« La vie qui commence » d’Adrien Borne

Il s’est écoulé un certain temps pour passer de la lecture à la chronique du roman dont je vous parle aujourd’hui :

Résumé de l’éditeur :

Cet été-là, Gabriel, douze ans, est seul à la maison. Un bol de glace devant le tour de France, il admire Pantani attaquer l’Alpe d’Huez quand quelqu’un sonne. Planté sur le seuil, le mono au jogging rouge, celui de sa dernière colo. Mais Gabriel ne le fait pas entrer et referme la porte. Le temps de remonter le couloir et c’est comme si rien ne s’était jamais passé.

Vingt ans plus tard, alors qu’il est à Tonnerre pour aider son grand-père à vider sa maison, Gabriel a tout oublié de cet épisode. Pourtant, il y a ses jambes qui fourmillent d’impatience, il y a cette violence qui surgit. Tandis qu’il sonde le passé de son grand-père, c’est sa propre mémoire qui va remonter à la surface…

Avec La vie qui commence, Adrien Borne signe un roman magistral sur les profondeurs obscures de la mémoire et les secrets enfouis. Avec pudeur, poésie et puissance, il dessine un chemin de renaissance pour ceux qui, comme lui, ne peuvent sourire qu’à demi.

Ce que j’en pense :

Gabriel, alors qu’il est en colonie de vacances avec son frère aîné, voit une nuit le moniteur, Yannick se faufiler dans son lit, dans la chambre verte, après une journée de sport. Il ne comprend pas ce qui se passe et alors que le scenario se répète nuit après nuit, il décide de se taire, même lorsque la directrice lui pose des questions. Il choisit de ne rien dire non plus à ses parents, comme s’il était peut-être coupable de quelque chose.

Je ne sais pas si Yannick m’a choisi parce qu’il avait senti que j’avais ça en moi. Pas au point de raconter tout d’un coup, patatras. Je sais toujours pas pourquoi il m’a choisi mais là, ça ne compte pas, tout de suite, là. Si ?

Vingt ans plus tard alors qu’il aide son grand-père à débarrasser sa maison, à Tonnerre (coup de tonnerre dans un ciel serein!) pour aller vivre en EHPAD les souvenirs enfouis remontent…

Adrien Borne a choisi de découper son texte qui est un roman, non un témoignage, en trois parties, donc, pour mettre en évidence l’enfouissement des souvenirs liés au traumatisme, pour arriver à la période actuelle, et les souffrances de Gabi qui évoluent avec le temps. Ce laps de temps est nécessaire mais dérange en même temps par son côté trop abrupt. La troisième partie est surprenante…

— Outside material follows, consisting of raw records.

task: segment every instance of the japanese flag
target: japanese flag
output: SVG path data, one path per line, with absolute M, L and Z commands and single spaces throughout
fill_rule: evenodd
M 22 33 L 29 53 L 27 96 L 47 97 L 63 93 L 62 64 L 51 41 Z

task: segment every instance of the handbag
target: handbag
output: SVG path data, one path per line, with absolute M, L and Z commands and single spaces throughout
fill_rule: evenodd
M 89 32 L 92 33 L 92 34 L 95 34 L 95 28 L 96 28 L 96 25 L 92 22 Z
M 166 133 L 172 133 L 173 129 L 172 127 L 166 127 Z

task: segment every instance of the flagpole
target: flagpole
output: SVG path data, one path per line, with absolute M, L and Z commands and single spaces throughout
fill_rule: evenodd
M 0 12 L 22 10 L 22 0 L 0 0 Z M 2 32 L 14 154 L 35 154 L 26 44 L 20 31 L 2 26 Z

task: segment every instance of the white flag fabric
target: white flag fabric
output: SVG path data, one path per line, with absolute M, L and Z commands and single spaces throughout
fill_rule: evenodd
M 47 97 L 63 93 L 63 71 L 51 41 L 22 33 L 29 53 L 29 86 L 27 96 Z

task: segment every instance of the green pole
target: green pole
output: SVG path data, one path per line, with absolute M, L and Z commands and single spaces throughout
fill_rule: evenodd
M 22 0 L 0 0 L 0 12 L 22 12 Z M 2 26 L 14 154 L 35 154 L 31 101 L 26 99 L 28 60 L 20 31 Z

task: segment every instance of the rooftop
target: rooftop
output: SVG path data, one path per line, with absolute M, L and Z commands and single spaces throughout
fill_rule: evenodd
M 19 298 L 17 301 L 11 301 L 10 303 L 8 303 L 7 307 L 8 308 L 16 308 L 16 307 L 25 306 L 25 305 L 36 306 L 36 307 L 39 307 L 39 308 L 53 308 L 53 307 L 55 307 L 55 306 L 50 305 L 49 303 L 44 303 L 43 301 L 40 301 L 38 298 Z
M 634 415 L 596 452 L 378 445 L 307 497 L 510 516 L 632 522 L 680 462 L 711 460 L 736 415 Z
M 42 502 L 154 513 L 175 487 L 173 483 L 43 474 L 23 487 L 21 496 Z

Il m’a donc fallu un certain temps pour rédiger ma chronique, une fois le roman refermé. J’ai été touchée par cet adolescent de douze ans, victime d’un moniteur pédophile, compris sa décision de garder le silence. L’enfouissement et la brutale remontée des souvenirs, des années plus tard également.

Par contre, j’ai moins compris son désir de ne pas vouloir de « réparation », car on ne peut pas lui rendre ces années volées, certes, mais la condamnation de l’agresseur est importante à mes yeux. Le style de narration, un peu trop heurté, comme pour tenir le lecteur à distance m’a également laissée désemparée, même si je comprenais la pudeur de Gabriel.

Un livre touchant, qui fait réfléchir en abordant une thématique dure, une vie d’enfant brisée par un criminel, qui tente de s’en sortir malgré tout.

Un grand merci à NetGalley et aux éditions J.C. Lattès qui m’ont permis de découvrir ce roman et son auteur dont le précédent livre « Mémoire de soie » dort hélas encore dans ma liseuse, faute de temps comme toujours… il serait temps de l’en sortir !

#Laviequicommence #NetGalleyFrance !

7,5/10

L’auteur :

Adrien Borne, quarante ans, est journaliste. Il est l’auteur d’un premier roman lauréat du prix Alain Fournier, du prix de la ville d’Angoulême, du prix des lecteurs de Levallois et du festival du premier roman de Chambéry, Mémoire de soie (Lattès, 2020 ; Le Livre de Poche, 2022).

Extraits :

Je serais pas contre la ramener un coup moi aussi, avec des baskets sur coussin d’air. Je sais aussi que ça ne fait pas le sportif. Et puis, je déteste avoir des chaussures neuves aux pieds, j’ai l’impression qu’on ne voit que ça, dans la vie, il faut sentir l’expérience, le vécu, sinon ça ne marche pas.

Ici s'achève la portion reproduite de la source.